Cela implique de réduire la stigmatisation que les personnes autistes et leurs familles subissent au quotidien, mais aussi d’adapter les aides en fonction des besoins et des souhaits de chacun. Notre objectif est que chaque personne, y compris celles présentant des vulnérabilités, puisse s’autoreprésenter et s’épanouir pleinement. C’est un défi réalisable, à condition que nous y travaillions collectivement.
*Très récemment Thomas Bourgeron s’est vu récompensé du prix Jean Valade pour l’ensemble de sa carrière et ses travaux sur le développement du cerveau de l’enfant ainsi que pour son projet sur l’autisme : « CONTEXT pour promouvoir la recherche participative sur la génétique des troubles du neurodéveloppement et la neurodiversité ».

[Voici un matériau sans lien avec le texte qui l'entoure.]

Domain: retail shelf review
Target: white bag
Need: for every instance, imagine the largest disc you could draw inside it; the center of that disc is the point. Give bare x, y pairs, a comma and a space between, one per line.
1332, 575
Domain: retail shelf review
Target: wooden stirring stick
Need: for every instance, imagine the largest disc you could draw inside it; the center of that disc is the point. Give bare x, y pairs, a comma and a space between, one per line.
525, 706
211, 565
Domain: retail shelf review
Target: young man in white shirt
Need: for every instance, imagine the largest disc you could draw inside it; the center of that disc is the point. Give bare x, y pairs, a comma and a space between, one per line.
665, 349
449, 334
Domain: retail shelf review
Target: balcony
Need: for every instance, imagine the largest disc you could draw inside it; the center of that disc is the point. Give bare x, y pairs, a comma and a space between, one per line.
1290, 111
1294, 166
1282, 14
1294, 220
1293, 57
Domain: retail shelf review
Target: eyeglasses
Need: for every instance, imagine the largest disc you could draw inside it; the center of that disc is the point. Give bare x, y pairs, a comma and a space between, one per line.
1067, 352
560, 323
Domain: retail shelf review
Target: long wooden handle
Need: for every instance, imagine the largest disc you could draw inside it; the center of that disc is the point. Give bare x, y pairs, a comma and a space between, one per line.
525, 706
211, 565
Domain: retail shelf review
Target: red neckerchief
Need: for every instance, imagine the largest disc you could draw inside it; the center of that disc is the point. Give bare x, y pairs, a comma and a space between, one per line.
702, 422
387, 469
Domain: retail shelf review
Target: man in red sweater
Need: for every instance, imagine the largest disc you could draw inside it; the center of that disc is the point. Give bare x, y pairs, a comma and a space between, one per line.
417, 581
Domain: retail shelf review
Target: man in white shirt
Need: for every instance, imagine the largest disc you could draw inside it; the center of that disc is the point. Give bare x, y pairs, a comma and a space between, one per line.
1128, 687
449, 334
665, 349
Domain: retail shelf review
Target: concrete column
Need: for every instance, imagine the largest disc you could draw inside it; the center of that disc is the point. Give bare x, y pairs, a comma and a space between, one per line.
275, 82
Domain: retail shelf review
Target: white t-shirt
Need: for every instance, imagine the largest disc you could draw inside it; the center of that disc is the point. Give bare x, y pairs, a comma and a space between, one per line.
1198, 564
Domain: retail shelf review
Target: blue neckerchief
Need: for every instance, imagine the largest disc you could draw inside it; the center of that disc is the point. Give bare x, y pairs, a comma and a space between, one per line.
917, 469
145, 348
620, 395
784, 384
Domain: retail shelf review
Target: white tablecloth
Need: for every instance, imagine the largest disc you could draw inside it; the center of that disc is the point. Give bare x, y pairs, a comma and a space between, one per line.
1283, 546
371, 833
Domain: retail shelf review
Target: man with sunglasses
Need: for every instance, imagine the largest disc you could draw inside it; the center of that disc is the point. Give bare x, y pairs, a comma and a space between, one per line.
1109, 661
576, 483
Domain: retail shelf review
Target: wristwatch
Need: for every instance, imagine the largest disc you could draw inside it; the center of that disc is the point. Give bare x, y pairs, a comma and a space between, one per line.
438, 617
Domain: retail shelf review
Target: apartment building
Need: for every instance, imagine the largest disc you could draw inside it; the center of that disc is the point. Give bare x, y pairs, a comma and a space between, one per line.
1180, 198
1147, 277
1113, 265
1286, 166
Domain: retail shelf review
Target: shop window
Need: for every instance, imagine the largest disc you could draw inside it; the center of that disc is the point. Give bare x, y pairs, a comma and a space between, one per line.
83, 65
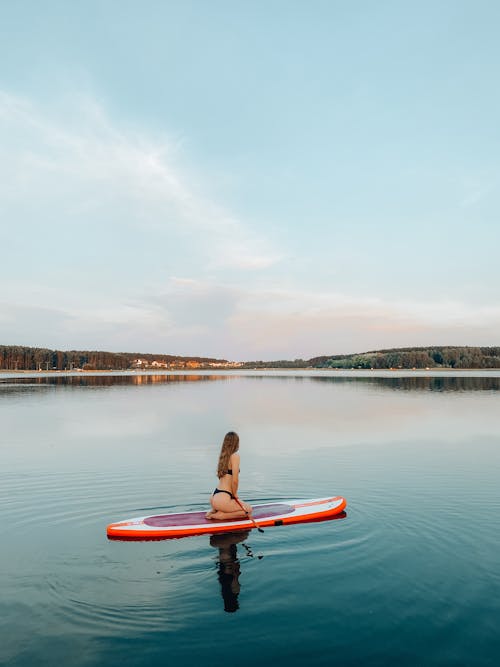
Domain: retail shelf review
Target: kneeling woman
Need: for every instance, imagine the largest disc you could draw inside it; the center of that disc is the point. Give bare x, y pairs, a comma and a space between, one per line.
225, 502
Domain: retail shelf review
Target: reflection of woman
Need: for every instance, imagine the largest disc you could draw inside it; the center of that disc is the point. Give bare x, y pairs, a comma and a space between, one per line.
229, 567
225, 502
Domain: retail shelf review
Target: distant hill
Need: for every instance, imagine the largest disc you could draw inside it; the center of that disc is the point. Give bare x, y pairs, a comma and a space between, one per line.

Afficher la couleur pour continuer à unir chercheurs, cliniciens, patients, familles et associations
Choisie pour sa connotation douce et apaisante, la couleur bleue avait été initialement utilisée pour une opération de sensibilisation menée par l’association américaine Autism speaks. Depuis, le bleu est utilisé comme symbole de la journée mondiale de sensibilisation à l’autisme mais il est également accompagné de plusieurs autres teintes secondaires telles que le rouge et le vert.
Pour afficher son soutien, l’Institut Pasteur a ainsi illuminé en bleu la façade du bâtiment historique Émile Duclaux dans les nuits des 1er et 2 avril derniers, une marque identitaire forte visible pour l’ensemble des passants et conducteurs de la rue du Docteur Roux.
Merci aux services techniques et au service sûreté de l’Institut Pasteur pour leur appui dans le déploiement de ce dispositif.